## Open notebook in:
| Colab                                 
:-------------------------------------------------------------------------------------------------------------------------------------------------------------------------------------------------------------------|
[![Open In Colab](https://colab.research.google.com/assets/colab-badge.svg)](https://colab.research.google.com/github/Nicolepcx/transformers-the-definitive-guide/blob/master/CH05/ch05_tora.ipynb)                                             

# About this Notebook

This notebook demonstrates how to generate **trajectory-guided videos** using **Tora**, a trajectory-oriented diffusion framework developed by Alibaba's Research & Intelligence Computing team.

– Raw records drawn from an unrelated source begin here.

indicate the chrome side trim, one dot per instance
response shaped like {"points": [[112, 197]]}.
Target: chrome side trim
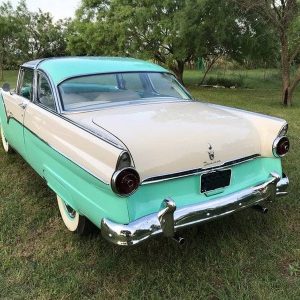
{"points": [[282, 185], [198, 171], [153, 224]]}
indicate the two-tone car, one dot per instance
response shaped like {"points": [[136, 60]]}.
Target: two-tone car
{"points": [[127, 149]]}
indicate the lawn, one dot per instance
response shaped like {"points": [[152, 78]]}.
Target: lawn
{"points": [[244, 256]]}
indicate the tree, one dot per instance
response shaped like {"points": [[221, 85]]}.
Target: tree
{"points": [[147, 29], [283, 15], [7, 28]]}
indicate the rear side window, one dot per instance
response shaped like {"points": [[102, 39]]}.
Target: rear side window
{"points": [[26, 84], [44, 92]]}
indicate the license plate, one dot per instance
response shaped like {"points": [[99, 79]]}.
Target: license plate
{"points": [[215, 180]]}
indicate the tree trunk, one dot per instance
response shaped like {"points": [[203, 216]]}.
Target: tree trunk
{"points": [[178, 70], [285, 68], [209, 67]]}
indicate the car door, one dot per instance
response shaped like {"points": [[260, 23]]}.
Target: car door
{"points": [[15, 105], [37, 123]]}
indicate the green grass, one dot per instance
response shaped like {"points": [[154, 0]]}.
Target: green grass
{"points": [[243, 256]]}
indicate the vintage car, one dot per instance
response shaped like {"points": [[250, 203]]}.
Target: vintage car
{"points": [[126, 148]]}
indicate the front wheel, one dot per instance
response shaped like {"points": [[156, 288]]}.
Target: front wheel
{"points": [[7, 148], [73, 220]]}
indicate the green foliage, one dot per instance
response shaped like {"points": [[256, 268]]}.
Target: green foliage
{"points": [[226, 82], [172, 32], [25, 35]]}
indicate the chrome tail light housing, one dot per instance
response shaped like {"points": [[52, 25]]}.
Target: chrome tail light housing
{"points": [[125, 182], [281, 146]]}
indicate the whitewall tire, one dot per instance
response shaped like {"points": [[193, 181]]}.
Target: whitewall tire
{"points": [[73, 220], [7, 148]]}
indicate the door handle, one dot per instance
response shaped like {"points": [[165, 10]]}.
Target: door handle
{"points": [[23, 105]]}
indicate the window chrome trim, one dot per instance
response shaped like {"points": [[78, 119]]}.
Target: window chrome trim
{"points": [[198, 171]]}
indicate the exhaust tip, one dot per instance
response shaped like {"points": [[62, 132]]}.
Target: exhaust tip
{"points": [[179, 240], [260, 208]]}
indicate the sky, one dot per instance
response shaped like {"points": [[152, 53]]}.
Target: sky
{"points": [[58, 8]]}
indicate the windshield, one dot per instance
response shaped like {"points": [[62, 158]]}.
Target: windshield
{"points": [[89, 92]]}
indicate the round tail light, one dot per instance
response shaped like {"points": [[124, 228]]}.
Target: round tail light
{"points": [[125, 182], [281, 146]]}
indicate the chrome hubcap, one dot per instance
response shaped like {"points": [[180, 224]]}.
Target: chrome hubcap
{"points": [[71, 212]]}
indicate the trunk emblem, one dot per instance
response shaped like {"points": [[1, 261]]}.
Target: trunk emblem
{"points": [[211, 152]]}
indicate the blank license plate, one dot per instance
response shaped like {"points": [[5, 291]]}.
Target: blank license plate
{"points": [[215, 180]]}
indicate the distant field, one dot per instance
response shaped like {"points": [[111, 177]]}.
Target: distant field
{"points": [[243, 256]]}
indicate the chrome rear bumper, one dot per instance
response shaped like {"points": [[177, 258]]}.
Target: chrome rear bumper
{"points": [[169, 219]]}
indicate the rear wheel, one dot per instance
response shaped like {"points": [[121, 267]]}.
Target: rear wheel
{"points": [[73, 220], [7, 148]]}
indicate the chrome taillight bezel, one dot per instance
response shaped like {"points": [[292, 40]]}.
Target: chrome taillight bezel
{"points": [[277, 142], [115, 177]]}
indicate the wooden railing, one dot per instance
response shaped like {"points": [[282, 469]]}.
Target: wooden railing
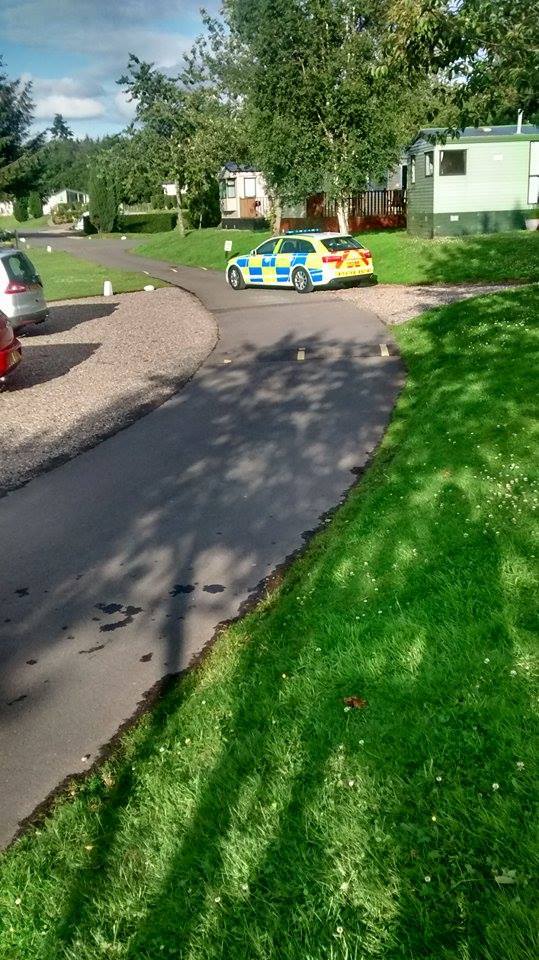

Tora extends conventional text-to-video models by introducing **spatial control via 2D trajectory prompts**, enabling users to influence the motion path of generated objects in video clips.

### Steps Included:

1. **Repository Setup and Environment Configuration**:
   The Tora GitHub repository is cloned and the working directory is changed to the `sat/` subdirectory where the codebase resides. Required dependencies are installed, including `huggingface_hub` with fast transfer enabled to streamline model checkpoint downloads.

2. **Model Checkpoint Download**:
   The pretrained weights for **CogVideoX-5B** fine-tuned on Tora (a sparse trajectory-conditioned diffusion model) are downloaded directly from the Hugging Face Hub. These checkpoints are stored in the local `ckpts/tora/t2v` directory.

3. **Inference with Trajectory Guidance**:
   The main generation script `sample_video.py` is executed using `torchrun` with one GPU. It reads:

   * A **text prompt** file that defines the visual concept (e.g., "a drone flying over a forest").
   * A **trajectory file** (`trajs/coaster.txt`) that defines a 2D motion path.
     The script generates videos consistent with both the text and trajectory prompt and stores them in the `samples` directory.

4. **Interactive App Launch**:
   A Gradio-based web interface is started using `app.py`, allowing users to upload their own prompts and trajectories to interactively generate videos without modifying the source code.

### Highlights:

* Combines **language-based semantics** with **trajectory control**, making video generation more precise and expressive.
* Enables experimentation with **sparse trajectory inputs**, offering better generalization and fewer constraints than dense trajectory supervision.
* Supports **multi-modal input**, integrating language and spatial motion cues into the video generation process.


# Installs

In [None]:
# Clone this repository.
!git clone https://github.com/Nicolepcx/Tora
%cd Tora

Cloning into 'Tora'...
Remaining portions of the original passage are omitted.